The outlook is grim. On the one hand, the political situation remains in limbo, with the Maduro government likely opting to wait out the crisis while Guaidó strives to keep up the momentum. On the other hand, financial sanctions aimed at choking off the government’s access to external financing and its oil revenues inflict more damage to an already crippled economy besieged by run-away inflation and goods shortages. The possibility of political change has increased amid the latest events, a scenario which some of our panelists have factored into their forecasts. FocusEconomics panelists see the economy contracting 12.4% in 2019, which is down 2.1 percentage points from last month’s forecast. In 2020, the panel sees GDP falling 2.5%.

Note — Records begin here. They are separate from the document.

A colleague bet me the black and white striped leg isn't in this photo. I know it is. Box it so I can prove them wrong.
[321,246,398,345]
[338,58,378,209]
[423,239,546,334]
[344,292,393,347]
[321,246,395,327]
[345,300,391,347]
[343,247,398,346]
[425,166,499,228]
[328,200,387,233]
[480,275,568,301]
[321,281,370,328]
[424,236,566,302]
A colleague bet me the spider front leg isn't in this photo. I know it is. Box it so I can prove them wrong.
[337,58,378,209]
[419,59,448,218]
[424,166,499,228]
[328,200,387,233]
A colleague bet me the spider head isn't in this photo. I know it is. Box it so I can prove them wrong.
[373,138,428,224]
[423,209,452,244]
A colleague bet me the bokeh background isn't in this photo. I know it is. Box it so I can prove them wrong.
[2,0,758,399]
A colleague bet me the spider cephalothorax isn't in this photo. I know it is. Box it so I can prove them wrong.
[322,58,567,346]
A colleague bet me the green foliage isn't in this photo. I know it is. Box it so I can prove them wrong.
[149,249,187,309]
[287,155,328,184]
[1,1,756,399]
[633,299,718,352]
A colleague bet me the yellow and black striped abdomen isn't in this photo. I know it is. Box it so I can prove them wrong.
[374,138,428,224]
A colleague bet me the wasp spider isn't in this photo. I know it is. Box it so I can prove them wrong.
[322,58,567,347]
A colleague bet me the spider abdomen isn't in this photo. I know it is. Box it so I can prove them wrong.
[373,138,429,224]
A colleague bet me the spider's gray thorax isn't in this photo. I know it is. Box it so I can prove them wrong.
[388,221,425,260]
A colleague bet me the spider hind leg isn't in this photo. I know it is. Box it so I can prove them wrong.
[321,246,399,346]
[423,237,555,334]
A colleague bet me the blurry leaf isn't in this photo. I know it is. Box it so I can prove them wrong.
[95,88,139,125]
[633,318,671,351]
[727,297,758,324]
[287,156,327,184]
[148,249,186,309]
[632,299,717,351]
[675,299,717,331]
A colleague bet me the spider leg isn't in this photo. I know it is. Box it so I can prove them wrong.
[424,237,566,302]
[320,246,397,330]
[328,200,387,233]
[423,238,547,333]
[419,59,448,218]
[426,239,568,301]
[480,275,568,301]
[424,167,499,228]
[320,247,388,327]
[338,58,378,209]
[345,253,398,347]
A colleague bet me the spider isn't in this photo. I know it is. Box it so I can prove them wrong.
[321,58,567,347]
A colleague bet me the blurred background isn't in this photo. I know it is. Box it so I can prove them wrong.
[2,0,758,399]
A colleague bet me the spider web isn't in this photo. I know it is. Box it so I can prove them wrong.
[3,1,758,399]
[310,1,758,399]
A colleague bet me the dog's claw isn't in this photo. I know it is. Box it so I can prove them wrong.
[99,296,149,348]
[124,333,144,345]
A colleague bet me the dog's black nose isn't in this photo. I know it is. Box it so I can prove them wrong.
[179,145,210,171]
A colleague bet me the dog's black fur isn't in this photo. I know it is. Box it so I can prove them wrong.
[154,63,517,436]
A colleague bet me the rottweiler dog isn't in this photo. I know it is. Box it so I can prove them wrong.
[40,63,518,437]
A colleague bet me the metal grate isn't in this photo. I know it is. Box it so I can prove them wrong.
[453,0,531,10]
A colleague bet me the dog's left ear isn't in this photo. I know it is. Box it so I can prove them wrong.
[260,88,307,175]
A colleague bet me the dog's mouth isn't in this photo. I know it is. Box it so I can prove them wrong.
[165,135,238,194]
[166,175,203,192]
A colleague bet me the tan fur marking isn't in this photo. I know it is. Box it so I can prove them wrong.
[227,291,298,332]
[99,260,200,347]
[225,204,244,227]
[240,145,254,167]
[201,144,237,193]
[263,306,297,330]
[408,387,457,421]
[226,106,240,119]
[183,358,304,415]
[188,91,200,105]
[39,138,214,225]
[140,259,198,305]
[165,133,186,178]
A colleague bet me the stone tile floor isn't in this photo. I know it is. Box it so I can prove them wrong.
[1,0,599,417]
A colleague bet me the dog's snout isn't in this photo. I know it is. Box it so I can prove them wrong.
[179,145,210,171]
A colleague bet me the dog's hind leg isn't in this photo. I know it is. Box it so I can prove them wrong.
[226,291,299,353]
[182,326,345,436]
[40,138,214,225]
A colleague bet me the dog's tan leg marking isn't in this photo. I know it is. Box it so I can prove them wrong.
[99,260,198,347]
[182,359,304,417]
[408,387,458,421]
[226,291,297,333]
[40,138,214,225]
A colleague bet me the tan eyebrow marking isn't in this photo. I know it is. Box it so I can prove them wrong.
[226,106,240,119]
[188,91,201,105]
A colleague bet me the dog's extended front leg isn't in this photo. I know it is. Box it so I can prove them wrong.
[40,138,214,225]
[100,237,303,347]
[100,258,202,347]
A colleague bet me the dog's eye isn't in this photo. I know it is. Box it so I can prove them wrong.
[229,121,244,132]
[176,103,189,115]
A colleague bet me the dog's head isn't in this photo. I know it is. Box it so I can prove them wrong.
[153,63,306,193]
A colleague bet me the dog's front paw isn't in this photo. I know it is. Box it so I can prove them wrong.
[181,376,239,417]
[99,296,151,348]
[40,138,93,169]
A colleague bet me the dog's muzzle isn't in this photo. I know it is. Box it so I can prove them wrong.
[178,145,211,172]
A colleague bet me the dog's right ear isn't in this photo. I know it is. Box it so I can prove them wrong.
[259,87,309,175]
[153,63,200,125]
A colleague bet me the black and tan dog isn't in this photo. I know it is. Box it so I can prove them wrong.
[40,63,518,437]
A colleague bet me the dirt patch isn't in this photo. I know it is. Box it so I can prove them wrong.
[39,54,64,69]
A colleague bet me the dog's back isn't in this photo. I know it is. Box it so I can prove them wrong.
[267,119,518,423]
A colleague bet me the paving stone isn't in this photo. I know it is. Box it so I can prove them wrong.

Panelists estimate inflation to have ended 2018 at nearly 1,300,000%. Last year’s monetary reconversion has been unable to tame hyperinflation while sanctions are set to worsen goods scarcities going forward, further fueling inflationary pressures. Our panel sees inflation surging to over 70,000,000% by the end of 2019, before falling to around 1,500,000% by the end of 2020. Despite the sharp devaluation of the currency in late-January which brought the official rate roughly up to par to the black market’s, the differential between the two has started to widen yet again. The official DICOM exchange rate came in at 3,300 VES per USD in the 8 March auction, while the parallel market rate fell to 3,603 VES per USD that same day. Our panelists expect the official rate to end 2019 at 243 million VES per USD, before rising to 1.1 billion VES per USD by the end of 2020.